Charles Mauro of MauroNewMedia contextualized the Xerox patents within a timeline, mapping key events in user interface development with important patent events from the 1960s to the present:
In addition, Masashi Omine, a Deputy Director of the Japan Patent Office (JPO) described the history of interface design patents in his home country, starting from the patenting of liquid crystal display designs (e.g. digital watches) starting in 1986, subsequently extending to graphic images (2006), and more recently, dynamic graphics (2011). On a related note, China does not currently provide any patent protection for user interface designs, although this may change long-term.
Rob Katz of Banner & Witcoff provided summary statistics on the current state of user interface design patents, which make-up about 2% of all design patent applications. This translates to roughly 500 UI design patent filings per year with the USPTO, but has been rapidly accelerating. Brooks of the USPTO indicated that "Generated Images" (referring to user interfaces and icons) are the fatest growing segment of design patents.
It's important to keep in mind that design patents are only one form of intellectual property of protection for user interfaces, which can also be covered by utility patents, trademarks and copyrights.
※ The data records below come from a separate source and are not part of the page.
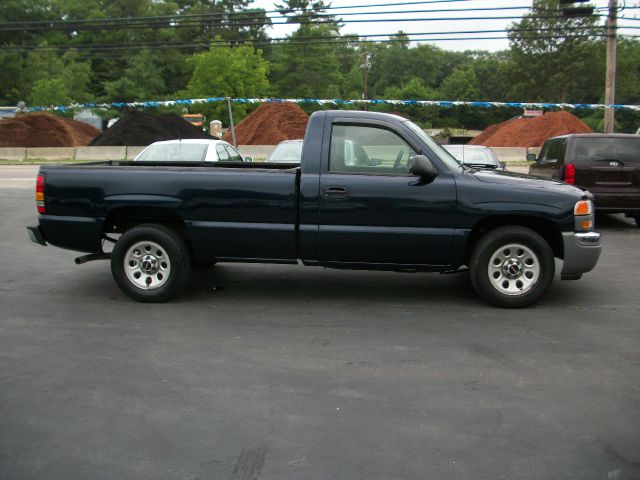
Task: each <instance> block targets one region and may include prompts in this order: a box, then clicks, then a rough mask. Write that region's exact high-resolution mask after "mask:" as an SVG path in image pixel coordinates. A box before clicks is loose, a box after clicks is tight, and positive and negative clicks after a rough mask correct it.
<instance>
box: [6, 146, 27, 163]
mask: <svg viewBox="0 0 640 480" xmlns="http://www.w3.org/2000/svg"><path fill="white" fill-rule="evenodd" d="M26 158H27V149H26V148H9V147H7V148H0V160H11V161H18V162H22V161H23V160H25V159H26Z"/></svg>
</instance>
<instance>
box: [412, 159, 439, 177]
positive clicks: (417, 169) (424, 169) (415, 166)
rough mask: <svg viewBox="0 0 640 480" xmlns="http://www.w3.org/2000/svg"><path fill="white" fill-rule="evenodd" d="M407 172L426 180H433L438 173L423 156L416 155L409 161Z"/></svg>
mask: <svg viewBox="0 0 640 480" xmlns="http://www.w3.org/2000/svg"><path fill="white" fill-rule="evenodd" d="M409 172H411V174H412V175H416V176H418V177H420V178H423V179H426V180H433V179H434V178H436V177H437V176H438V171H437V170H436V168H435V167H434V166H433V163H431V160H429V159H428V158H427V157H425V156H424V155H416V156H415V157H412V158H411V159H409Z"/></svg>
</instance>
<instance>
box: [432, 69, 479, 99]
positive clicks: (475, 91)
mask: <svg viewBox="0 0 640 480" xmlns="http://www.w3.org/2000/svg"><path fill="white" fill-rule="evenodd" d="M441 91H442V96H443V97H444V99H445V100H454V101H455V100H458V101H460V100H462V101H472V100H477V99H478V98H479V97H480V90H479V88H478V77H477V76H476V73H475V72H474V71H473V68H472V67H471V66H466V67H457V68H456V69H455V70H454V71H453V72H451V75H449V76H448V77H447V78H446V79H445V80H444V82H443V83H442V89H441Z"/></svg>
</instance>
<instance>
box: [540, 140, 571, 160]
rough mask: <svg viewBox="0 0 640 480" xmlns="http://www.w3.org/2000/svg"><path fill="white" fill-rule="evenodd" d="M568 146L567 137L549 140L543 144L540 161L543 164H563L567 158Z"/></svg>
mask: <svg viewBox="0 0 640 480" xmlns="http://www.w3.org/2000/svg"><path fill="white" fill-rule="evenodd" d="M566 146H567V139H566V138H554V139H552V140H547V141H546V142H545V143H544V145H543V146H542V150H541V151H540V156H539V157H538V162H539V163H542V164H549V163H557V164H562V163H563V162H564V158H565V150H566Z"/></svg>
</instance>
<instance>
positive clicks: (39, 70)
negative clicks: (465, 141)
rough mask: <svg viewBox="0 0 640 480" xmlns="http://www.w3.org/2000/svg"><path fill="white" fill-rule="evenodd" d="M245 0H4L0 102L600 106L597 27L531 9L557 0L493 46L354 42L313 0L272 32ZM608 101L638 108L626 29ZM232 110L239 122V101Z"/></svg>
mask: <svg viewBox="0 0 640 480" xmlns="http://www.w3.org/2000/svg"><path fill="white" fill-rule="evenodd" d="M251 4H252V2H251V1H250V0H217V1H216V0H172V1H169V0H4V1H3V2H2V3H0V65H2V69H0V104H4V105H15V104H16V103H17V102H18V101H25V102H26V103H27V104H28V105H67V104H71V103H74V102H79V103H85V102H125V101H138V100H162V99H175V98H198V97H211V96H216V97H218V96H230V97H276V98H311V97H313V98H342V99H354V98H362V97H363V95H364V91H365V90H366V91H367V96H368V97H369V98H387V99H420V100H474V101H504V102H509V101H531V102H567V103H603V97H604V77H605V75H604V68H605V39H604V36H603V35H602V33H603V30H602V22H601V21H600V19H598V18H596V17H584V18H582V17H568V18H564V17H562V16H560V15H540V14H539V12H548V11H553V10H554V9H556V7H557V0H535V1H534V2H533V8H532V10H531V11H530V12H529V13H527V14H526V15H524V16H523V17H522V19H521V20H519V21H517V22H514V23H513V24H512V26H511V28H510V30H509V34H508V35H509V44H510V47H509V49H507V50H504V51H499V52H487V51H475V50H470V51H464V52H457V51H450V50H445V49H441V48H438V47H436V46H433V45H430V44H425V43H422V44H414V43H412V42H411V38H410V37H409V36H408V35H407V34H404V33H403V32H397V33H395V34H393V35H391V36H390V37H388V38H385V39H384V40H380V41H369V42H362V41H361V40H362V39H360V38H358V37H356V36H353V35H344V34H341V29H342V25H341V23H340V21H339V19H336V18H335V17H334V16H332V15H331V14H330V11H328V10H327V7H328V6H329V5H328V4H326V3H325V2H324V1H316V0H313V1H312V0H287V1H284V2H282V3H276V4H274V11H277V12H279V14H280V15H279V17H280V18H282V19H286V21H287V22H292V23H295V24H296V25H297V29H296V30H295V31H294V32H293V33H292V34H291V35H288V36H287V37H286V38H284V39H273V38H270V37H269V25H270V24H271V22H272V19H273V18H275V17H274V16H273V15H268V13H267V12H266V11H265V10H263V9H256V8H253V7H252V5H251ZM556 11H557V10H556ZM276 16H278V14H276ZM130 19H137V20H136V22H137V23H136V22H133V21H132V20H130ZM172 19H175V20H172ZM25 22H27V23H25ZM74 22H76V23H74ZM172 22H173V23H172ZM21 27H22V28H21ZM365 76H366V86H365ZM616 102H617V103H628V104H638V103H640V42H638V40H636V39H635V38H622V39H620V40H619V44H618V78H617V95H616ZM181 108H183V107H181ZM193 108H194V109H195V110H194V112H197V113H205V114H207V115H208V116H209V117H210V118H213V117H216V118H221V119H223V120H224V119H225V117H226V113H225V110H224V107H223V106H220V105H205V106H202V105H201V106H197V107H193ZM234 108H235V109H236V112H235V113H236V115H238V116H239V117H240V118H241V117H242V116H243V115H245V114H246V113H247V108H248V107H246V106H241V105H236V106H234ZM306 108H319V107H317V106H316V107H306ZM379 108H380V109H383V110H387V111H388V110H393V108H391V107H389V106H386V107H379ZM398 108H400V107H398ZM399 113H401V114H404V115H406V116H408V117H410V118H412V119H413V120H414V121H417V122H418V123H420V124H421V125H422V126H424V127H431V126H433V127H452V128H454V127H461V128H484V127H485V126H486V125H488V124H490V123H495V122H497V121H502V120H504V119H507V118H510V117H512V116H514V115H517V114H518V113H520V111H519V110H517V109H507V108H500V109H479V108H469V107H452V108H440V107H401V110H399ZM106 114H107V115H114V114H116V113H115V112H107V113H106ZM578 114H579V115H580V116H582V117H583V119H584V120H585V121H586V122H587V123H588V124H589V125H590V126H591V127H592V128H594V129H596V130H600V129H601V128H602V125H601V124H602V112H601V111H578ZM617 122H618V128H617V130H618V131H635V129H637V128H638V126H640V125H639V124H640V120H639V115H638V114H637V113H635V112H632V111H618V113H617Z"/></svg>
Mauro suggests that all of these forms of IP protection are needed to cover the entire user experience (UX), but that current processes are not integrated, requiring a strategic approach. Apple demonstrated such a strategy in their case against Samsung, which included multiple design patents, utility patents and trade dress IP. Katz mentioned that it is rare for a design patent to include both aspects of the physical product design and the user interface design, as it is typically more effective to patent each separately.
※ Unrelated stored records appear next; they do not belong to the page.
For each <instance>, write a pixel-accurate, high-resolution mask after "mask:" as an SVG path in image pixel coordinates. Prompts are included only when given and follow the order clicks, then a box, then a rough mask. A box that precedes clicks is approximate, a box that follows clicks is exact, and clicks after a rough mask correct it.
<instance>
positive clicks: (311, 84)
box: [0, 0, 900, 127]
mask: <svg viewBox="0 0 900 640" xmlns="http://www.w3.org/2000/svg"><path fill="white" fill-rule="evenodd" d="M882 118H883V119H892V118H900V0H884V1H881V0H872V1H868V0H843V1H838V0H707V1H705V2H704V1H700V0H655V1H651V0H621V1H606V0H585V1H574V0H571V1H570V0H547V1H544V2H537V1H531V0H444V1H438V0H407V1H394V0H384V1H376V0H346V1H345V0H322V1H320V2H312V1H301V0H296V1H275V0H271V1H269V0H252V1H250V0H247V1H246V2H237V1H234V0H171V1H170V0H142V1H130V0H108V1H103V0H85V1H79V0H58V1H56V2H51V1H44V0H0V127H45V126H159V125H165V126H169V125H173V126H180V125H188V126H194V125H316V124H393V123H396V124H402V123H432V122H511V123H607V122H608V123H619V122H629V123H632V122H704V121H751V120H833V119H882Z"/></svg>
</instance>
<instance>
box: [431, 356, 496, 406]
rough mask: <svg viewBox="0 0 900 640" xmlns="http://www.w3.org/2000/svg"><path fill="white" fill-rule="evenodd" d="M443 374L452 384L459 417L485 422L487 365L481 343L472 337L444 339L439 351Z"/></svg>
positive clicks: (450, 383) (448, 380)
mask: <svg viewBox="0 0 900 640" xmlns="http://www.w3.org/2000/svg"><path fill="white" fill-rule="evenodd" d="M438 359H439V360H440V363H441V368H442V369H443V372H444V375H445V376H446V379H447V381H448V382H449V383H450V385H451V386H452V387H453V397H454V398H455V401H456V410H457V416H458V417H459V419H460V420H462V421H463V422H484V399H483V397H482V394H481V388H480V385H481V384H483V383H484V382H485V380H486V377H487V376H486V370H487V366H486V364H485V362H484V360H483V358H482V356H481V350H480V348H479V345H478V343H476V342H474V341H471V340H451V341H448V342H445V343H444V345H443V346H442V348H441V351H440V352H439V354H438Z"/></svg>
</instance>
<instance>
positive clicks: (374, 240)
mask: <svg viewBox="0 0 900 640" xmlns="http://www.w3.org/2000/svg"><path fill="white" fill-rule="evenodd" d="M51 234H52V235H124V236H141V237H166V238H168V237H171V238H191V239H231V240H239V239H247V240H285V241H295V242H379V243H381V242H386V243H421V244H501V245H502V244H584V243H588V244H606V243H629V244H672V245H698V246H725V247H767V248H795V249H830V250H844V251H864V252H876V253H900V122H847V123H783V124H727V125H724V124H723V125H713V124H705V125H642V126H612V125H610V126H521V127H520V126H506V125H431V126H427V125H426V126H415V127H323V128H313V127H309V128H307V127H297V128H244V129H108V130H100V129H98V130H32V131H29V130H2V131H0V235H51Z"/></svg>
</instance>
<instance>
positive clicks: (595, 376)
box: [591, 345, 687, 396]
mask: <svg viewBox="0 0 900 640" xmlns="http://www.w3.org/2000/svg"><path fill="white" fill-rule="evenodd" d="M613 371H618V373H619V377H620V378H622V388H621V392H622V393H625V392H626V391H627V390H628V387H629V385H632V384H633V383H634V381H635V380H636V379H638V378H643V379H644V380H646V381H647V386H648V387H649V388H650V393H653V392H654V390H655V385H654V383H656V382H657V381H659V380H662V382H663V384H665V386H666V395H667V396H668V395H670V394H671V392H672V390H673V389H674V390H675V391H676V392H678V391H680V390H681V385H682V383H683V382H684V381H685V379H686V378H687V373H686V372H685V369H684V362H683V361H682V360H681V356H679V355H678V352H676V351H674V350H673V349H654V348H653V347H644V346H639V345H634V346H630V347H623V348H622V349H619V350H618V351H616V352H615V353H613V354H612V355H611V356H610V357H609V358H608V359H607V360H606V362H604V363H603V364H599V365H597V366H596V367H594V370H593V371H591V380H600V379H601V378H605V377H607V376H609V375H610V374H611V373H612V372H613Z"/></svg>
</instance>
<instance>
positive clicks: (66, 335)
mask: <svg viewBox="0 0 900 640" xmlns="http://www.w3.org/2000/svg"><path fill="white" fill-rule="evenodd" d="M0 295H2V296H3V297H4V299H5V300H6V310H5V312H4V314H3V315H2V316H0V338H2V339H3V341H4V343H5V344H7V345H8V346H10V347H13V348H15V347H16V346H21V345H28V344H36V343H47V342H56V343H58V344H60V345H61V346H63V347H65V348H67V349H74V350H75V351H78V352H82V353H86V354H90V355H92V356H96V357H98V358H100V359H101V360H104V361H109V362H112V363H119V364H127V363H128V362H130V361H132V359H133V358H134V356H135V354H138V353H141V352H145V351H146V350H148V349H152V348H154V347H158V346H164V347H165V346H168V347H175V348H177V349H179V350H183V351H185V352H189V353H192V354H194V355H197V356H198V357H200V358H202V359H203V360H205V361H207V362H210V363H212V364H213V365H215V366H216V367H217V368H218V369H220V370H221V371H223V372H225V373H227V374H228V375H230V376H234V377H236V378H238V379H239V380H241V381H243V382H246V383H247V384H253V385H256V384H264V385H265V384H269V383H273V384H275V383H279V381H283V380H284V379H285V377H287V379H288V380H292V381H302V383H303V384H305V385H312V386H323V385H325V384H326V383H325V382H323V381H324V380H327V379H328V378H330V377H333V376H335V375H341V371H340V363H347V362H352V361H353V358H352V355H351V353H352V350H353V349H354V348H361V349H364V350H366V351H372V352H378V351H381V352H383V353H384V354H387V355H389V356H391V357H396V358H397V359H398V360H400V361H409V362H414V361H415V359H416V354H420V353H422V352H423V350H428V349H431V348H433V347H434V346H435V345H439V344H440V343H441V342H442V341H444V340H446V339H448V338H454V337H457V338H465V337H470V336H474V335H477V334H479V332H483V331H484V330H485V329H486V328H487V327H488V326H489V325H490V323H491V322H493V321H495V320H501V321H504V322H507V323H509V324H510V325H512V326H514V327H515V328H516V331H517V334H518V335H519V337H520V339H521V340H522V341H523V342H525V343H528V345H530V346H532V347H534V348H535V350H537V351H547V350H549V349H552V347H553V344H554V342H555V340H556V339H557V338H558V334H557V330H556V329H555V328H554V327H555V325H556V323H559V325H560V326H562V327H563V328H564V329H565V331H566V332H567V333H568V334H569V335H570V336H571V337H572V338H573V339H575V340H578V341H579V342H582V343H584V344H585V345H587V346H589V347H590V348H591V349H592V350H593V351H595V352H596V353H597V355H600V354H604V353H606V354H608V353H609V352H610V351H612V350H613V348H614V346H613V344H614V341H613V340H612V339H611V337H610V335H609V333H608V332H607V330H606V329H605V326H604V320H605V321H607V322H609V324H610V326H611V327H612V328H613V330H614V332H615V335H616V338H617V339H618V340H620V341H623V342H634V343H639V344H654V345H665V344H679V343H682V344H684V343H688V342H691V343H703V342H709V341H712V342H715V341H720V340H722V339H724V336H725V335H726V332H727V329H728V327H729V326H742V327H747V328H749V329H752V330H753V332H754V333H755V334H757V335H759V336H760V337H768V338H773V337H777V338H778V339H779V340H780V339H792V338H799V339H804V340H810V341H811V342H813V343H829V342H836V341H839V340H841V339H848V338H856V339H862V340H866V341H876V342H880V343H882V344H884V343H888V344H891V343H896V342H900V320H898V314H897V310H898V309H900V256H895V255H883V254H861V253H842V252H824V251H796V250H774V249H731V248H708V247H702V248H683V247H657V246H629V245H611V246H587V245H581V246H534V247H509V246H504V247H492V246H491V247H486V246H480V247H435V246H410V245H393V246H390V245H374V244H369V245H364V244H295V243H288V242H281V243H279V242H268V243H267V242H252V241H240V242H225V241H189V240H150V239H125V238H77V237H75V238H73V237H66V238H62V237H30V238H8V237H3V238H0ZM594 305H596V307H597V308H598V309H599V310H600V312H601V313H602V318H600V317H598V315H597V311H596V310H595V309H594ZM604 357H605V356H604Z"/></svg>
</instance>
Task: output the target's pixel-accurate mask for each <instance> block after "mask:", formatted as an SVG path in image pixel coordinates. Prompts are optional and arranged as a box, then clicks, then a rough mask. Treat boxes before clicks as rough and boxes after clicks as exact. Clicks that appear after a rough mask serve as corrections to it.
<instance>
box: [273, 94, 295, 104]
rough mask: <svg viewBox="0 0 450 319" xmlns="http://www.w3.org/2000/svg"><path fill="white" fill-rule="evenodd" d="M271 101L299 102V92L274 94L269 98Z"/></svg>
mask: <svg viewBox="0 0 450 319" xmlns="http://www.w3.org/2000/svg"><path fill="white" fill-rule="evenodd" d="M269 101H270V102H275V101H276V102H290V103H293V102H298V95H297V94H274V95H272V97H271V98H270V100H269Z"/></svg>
While user interface patents are growing in prominence and value, there are constraints in the design patent application process. For example Brooks discussed some of the basic requirements for user interface design patents, which include referencing a physical object or system such as a computer or display screen. Dynamic interactions such as animations or transitions can be submitted as a series of static images like a "flip book" or storyboard, but only those images presented are covered by the patent.
The takeaways from Design Day 2013 were clear - user interface design patents are more important now than ever, and there is a need to evolve the processes around protecting them. In the short-term this includes increasing staffing at the USPTO to support the growing number of UI design patent applications, and to continue the dialogue between stakeholders at events like Design Day. I also strongly recommend that user interface designers improve their education and processes around patents.
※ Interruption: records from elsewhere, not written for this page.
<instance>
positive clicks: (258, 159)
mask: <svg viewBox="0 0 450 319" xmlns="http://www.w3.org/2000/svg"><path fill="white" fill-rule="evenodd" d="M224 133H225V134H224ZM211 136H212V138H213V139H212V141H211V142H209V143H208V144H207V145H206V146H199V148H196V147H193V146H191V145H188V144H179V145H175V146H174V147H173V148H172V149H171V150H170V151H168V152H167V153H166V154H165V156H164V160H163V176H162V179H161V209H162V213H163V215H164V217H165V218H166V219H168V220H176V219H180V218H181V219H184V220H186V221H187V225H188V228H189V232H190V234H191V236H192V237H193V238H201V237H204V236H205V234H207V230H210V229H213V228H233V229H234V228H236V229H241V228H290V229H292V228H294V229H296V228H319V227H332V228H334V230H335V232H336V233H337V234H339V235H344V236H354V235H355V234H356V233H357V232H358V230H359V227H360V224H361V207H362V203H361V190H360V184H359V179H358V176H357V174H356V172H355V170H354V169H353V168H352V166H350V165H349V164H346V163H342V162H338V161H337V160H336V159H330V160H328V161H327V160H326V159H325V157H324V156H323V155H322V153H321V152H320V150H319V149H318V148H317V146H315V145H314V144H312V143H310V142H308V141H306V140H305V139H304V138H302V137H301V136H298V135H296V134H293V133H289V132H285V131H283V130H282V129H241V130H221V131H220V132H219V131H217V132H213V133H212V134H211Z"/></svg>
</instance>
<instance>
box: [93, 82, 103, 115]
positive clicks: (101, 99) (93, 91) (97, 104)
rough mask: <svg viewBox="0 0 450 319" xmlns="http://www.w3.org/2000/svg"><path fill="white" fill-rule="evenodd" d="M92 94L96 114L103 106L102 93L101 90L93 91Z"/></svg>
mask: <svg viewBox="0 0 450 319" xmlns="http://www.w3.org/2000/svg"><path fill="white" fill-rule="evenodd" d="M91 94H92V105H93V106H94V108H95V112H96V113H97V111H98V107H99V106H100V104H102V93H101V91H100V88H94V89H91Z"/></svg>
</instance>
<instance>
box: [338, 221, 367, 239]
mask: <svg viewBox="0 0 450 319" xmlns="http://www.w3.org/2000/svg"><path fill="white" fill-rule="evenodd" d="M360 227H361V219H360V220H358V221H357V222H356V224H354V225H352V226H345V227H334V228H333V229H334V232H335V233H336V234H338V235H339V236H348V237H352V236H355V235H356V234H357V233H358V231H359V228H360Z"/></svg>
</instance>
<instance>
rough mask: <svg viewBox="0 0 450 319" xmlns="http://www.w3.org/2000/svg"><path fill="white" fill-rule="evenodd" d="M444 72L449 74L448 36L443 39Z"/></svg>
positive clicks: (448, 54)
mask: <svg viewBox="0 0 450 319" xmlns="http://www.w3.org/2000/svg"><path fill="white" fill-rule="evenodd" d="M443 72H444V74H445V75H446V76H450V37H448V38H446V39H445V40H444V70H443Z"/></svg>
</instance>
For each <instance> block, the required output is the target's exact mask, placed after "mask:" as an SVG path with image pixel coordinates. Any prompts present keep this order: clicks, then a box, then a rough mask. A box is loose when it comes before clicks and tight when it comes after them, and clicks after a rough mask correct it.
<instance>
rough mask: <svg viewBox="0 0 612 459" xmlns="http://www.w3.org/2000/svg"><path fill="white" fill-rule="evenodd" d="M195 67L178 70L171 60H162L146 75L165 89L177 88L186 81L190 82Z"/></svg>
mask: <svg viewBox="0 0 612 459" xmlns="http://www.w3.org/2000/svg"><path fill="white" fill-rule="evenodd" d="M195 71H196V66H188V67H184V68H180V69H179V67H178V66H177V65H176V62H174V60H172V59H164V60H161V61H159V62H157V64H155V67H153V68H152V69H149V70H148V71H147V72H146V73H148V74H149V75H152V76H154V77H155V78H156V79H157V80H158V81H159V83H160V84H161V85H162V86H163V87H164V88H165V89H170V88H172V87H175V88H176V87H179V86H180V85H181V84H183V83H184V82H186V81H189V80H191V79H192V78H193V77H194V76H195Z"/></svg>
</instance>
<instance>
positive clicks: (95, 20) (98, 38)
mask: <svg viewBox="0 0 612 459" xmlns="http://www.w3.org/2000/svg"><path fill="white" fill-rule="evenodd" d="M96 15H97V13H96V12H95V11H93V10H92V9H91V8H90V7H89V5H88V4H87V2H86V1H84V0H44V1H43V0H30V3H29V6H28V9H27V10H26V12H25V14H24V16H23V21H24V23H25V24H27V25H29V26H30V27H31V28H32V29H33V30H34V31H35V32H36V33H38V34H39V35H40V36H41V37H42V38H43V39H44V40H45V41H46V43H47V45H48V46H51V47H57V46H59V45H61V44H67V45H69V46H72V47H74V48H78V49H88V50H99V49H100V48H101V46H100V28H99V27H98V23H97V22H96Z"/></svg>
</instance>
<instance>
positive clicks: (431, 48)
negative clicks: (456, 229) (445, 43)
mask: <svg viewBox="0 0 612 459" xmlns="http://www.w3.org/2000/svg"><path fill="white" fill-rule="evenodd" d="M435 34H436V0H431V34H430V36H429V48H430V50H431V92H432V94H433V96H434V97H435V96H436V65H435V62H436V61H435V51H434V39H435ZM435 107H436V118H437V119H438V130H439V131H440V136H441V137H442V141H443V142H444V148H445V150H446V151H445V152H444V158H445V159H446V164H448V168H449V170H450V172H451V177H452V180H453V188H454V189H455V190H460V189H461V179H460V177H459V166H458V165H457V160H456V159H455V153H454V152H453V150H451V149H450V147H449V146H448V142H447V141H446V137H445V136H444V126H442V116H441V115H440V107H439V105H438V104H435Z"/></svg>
Looking further ahead I would expect the USPTO processes to catch-up (or at least narrow the gap) with the design and technology it is intended to protect. This may mean more suitable forms for documenting and describing interactive designs as well as a more cohesive approach to combining related forms of IP such as design and utility patents as appropriate.
Finally, consider what David Kappos, former director of the USPTO, wrote last week in the National Law Journal in a piece entitled Design: The New Frontier of Intellectual Property. Kappos, perhaps anticipating the discussions that would take place at Design Day 2013, admonished:
"But for the breakthrough innovators of the 21st century, design has moved onto a much larger stage. It is where high function meets high style. And the traditional disciplines of IP — patents, trademarks and copyrights — are no longer ends unto themselves but are now viewed as component parts of a larger whole."